Animal Rights

From A Libertarian Replies to Tibor Machan’s “Why Animal Rights Don’t Exist”:

I find it strange that so many of my fellow libertarians and anarchists oppose and ridicule animal rights with such passion. For one thing, an animal right is perfectly libertarian in that it is a negative right. Unlike incoherent positive rights, such as the “right” to education or health care, the animal right is, at bottom, a right to be left alone. It does not call for government to tax us in order to provide animals with food, shelter, and veterinary care. It only requires us to stop killing them and making them suffer….

[I]t is immoral for moral agents to treat animals in ways we would not treat human marginal cases [e.g., infants or Alzheimers sufferers] except in self-defense. Because animals are not moral agents, what they do is outside the purview of ethics.

And that (fine essay), you see, is why even if we humans had evolved to eat a high-fat, Paleolithic-like diet, the morally right thing to do would still be to go vegetarian. And ironically, the very thing which most separates us from the animals—our ability to reason—and which supposedly gives us a unique right to life which other animals don’t have, is what drives us to that conclusion.

There may indeed be crazies in the animal-rights movement who assert that “we have no right to our own lives and that we must sacrifice our welfare for the sake of creatures who cannot think or grasp the concept of morality.” But those are not our only choices, even today: As John Robbins and others have been proving for the past twenty to forty years, our species can live perfectly well on a vegetarian diet. (Our Paleolithic ancestors who ate a high-fat diet were not only much more active than we are, they also had a life expectancy at puberty which was only two-thirds of what ours is today. It is no accident that the artery-blocking and other debilitating effects of a meat-heavy diet only start to show in the final third of our lives today: we have “evolved” to eat that diet only to the extent to which we’ve also evolved to live only into our mid-fifties.)

So, as far as animal suffering “necessary to support human needs,” there actually isn’t any (at least in terms of diet; medical research is a different  story).

And if vegetarians take more vitamins, and thus consume more (refined) plants in that than do meat-eaters, it’s nothing compared to the ten or more pounds of grain (and however many gallons of water) which go into producing one pound of beef.
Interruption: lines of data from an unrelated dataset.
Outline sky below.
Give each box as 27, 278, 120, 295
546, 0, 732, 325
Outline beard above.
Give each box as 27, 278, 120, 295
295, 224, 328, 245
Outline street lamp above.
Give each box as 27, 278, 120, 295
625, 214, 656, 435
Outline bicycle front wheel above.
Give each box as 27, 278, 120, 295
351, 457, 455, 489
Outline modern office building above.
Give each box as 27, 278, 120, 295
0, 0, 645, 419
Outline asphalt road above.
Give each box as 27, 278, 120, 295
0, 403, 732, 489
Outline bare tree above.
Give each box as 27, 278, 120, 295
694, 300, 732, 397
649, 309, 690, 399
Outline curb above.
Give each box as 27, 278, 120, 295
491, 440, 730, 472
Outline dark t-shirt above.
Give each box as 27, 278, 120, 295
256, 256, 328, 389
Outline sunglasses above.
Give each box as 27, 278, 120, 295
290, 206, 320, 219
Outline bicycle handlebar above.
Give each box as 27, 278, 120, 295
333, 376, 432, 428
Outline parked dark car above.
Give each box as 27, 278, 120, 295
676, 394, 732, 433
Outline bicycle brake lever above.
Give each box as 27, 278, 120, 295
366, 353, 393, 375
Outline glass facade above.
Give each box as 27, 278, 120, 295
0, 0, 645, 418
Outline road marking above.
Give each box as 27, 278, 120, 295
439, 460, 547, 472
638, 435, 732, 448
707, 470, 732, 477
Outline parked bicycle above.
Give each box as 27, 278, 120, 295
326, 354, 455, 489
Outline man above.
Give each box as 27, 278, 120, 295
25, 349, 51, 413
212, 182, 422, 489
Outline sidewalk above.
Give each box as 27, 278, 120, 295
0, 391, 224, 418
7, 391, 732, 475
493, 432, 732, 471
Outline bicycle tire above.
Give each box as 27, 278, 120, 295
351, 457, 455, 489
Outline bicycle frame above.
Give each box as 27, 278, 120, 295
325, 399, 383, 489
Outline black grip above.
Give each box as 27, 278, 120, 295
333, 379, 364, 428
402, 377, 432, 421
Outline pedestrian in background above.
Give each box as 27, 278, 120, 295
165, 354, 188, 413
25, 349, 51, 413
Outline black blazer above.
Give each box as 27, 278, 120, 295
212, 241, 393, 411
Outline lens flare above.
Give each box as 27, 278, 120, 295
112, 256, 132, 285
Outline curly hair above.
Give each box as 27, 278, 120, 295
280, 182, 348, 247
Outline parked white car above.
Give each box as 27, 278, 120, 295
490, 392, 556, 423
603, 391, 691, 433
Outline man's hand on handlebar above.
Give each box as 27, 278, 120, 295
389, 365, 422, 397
On a planet with finite natural resources, there are moral/environmental issues which come up in that, too.

And as far as it being “staggering that anyone could dedicate their efforts to animals” while children are starving to death in the developing world, etc.—an argument which I assume Bernie Planck doesn’t find convincing :) —you can make similar arguments about anything other than fighting against the most important threat to Western civilization. Teaching Intelligent Design in the science classroom? It’s a small issue compared to jihad or to the life of a Third World child, right? So just let it slide. (Yes, I have actually seen that argument made on classical liberal sites.)

Gay marriage? Same thing: Will any child die if a couple of fags/lesbos can’t get married? By contrast, if any gay-rights activist could save a child’s life by focusing his or her energies on Third World children instead of on gay marriage in North America, shouldn’t they feel morally bound to do that instead?

You don’t have to go far at all down that path before the Western Civ you’re trying to preserve has already been lost … to the crazies on the Christian side of the spectrum, who have life-or-death, soul-saving religious reasons and motivations to reform a secular world in which science, reason and sexual (etc.) freedoms matter, into one in which they don’t.

If you don’t fight every battle as if it was the most important one, the one thing you can be sure of is that you’re going to lose it. Simple as that.

Plus, it’s not as though the concern for the welfare of animals excludes caring about infants in the developing world, and actually doing something about it. Or why is it that many of the same people who care enough about the welfare of animals to switch to a vegetarian diet for that reason, are also the ones who boycott Nestlé products?